Champs de manioc et de maïs, República de Chile, juillet 2016

… comme du maïs, et du riz que l’on sèche sur ou au bord des routes.

Séchage du riz, Viñales, juillet 2016

Quand au transport, tous les moyens sons bons : le plus curieux est cette carreta, traîneau tiré par des bœufs et d'une maniabilité douteuse…

Viñales, juillet 2016

Les paysans ont le droit de chasser et de pêcher, mais pas d’y convier les étrangers. Ils ne peuvent non plus loger ceux-ci sans les formalités très strictes des casas particulares, dont le coût serait plus élevé que le gain d’hébergements occasionnels.

Ici, des « jutías » (rat poilu ou hutia cubain), Los Hoyos, juillet 2016

Voici une famille paysanne. Rodrigo et sa femme Elvira n’ont jamais quitté leur village ; bientôt octogénaires, ils travaillent toujours, l’œil vif, et curieux de tout. Leur fils, Miguel (que tout le monde connaît comme Palomo), est resté avec eux et avec son fils lorsque sa femme l’a quittée pour aller vivre à Viñales. Ils vivent sobrement, mais dans un paysage de rêve, du produit de la terre… Ce jour-là, Isaura, sa fille, 28 ans, a fait ses bagages à República de Chile, dans la maison de son second compagnon, qu’elle venait de quitter ; elle allait pour l’instant vivre chez sa mère à Viñales.
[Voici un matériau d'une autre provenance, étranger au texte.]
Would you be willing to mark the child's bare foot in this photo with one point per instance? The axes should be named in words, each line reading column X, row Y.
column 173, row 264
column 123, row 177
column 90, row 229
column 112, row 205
Rodrigo, Isaura, Palomo, Elvira. Los Hoyos, juillet 2016

C’est ainsi que les hommes vivent… Leur vie est dure. Mais les liens entre toutes ces familles plus ou moins apparentées sont étroits, ils se soutiennent et puisent chez les autres leur force et leur joie de vivre. J’ai rarement vu un car aussi gai que le camion pris entre Viñales et Los Hoyos, bondé d'ouvrières agricoles du tabac qui allaient rejoindre leur travail, dans les moqueries et les éclats de rire.

La Coopérative de Production d’Agroélevage República de Chile est aussi devenue une cité dortoir à la soviétique, juillet 2016

L’économie de l’agroélevage est publique. Je vais simplifier un peu : les paysans cubains sont autorisés à garder ou à vendre 10 % de leur production. Les 90 % restant sont cédés à Tabacuba pour le Tabac, à la coopérative pour les autres productions, à 20 % du prix du marché : la terre appartient à l’État. La Coopérative leur fournit les semences, du matériel et leur loue les machines, le tout à un bon prix.

Réunion de travailleurs du tabac, Viñales, juillet 2016

Comme tous les Cubains, ils disposent d’une carte d’alimentation qui leur donne droit « pour une misère » au riz, au manioc, à la viande, au pain, etc. mensuels de la famille. Mais elle ne suffit pas à la première semaine, et tout n’est pas sur la carte : il faut acheter le reste au prix fort.

Comme dans les campagnes à Saint-Domingue, la cuisine et les chambres sont séparées, ici par une terrasse qui fait office de salle de réception. Los Hoyos, juillet 2016

Pour certains (je suspecte que ce soient les jeunes…), cette organisation collective pilotée en dernier ressort par l’État est synonyme d’intrusion et de spoliation ; pour d’autres (les vieux, ceux qui ont connu la république bananière et la dictature de Fulgencio Batista), avec la réforme agraire et la mise en œuvre de solutions collectives, cela va beaucoup mieux maintenant.
Une info pour finir, : si vous venez dans la région, à la campagne tout le monde se salue, connaissances comme inconnus, mais le Hola latino y laisse la place au Yo : le yo de yogourt, juste avec un o traînant…
Alors… Yoooo !

(*) DVD disponible. À voir aussi pour un Jean Bouise égal à lui-même en « gentil » colonialiste.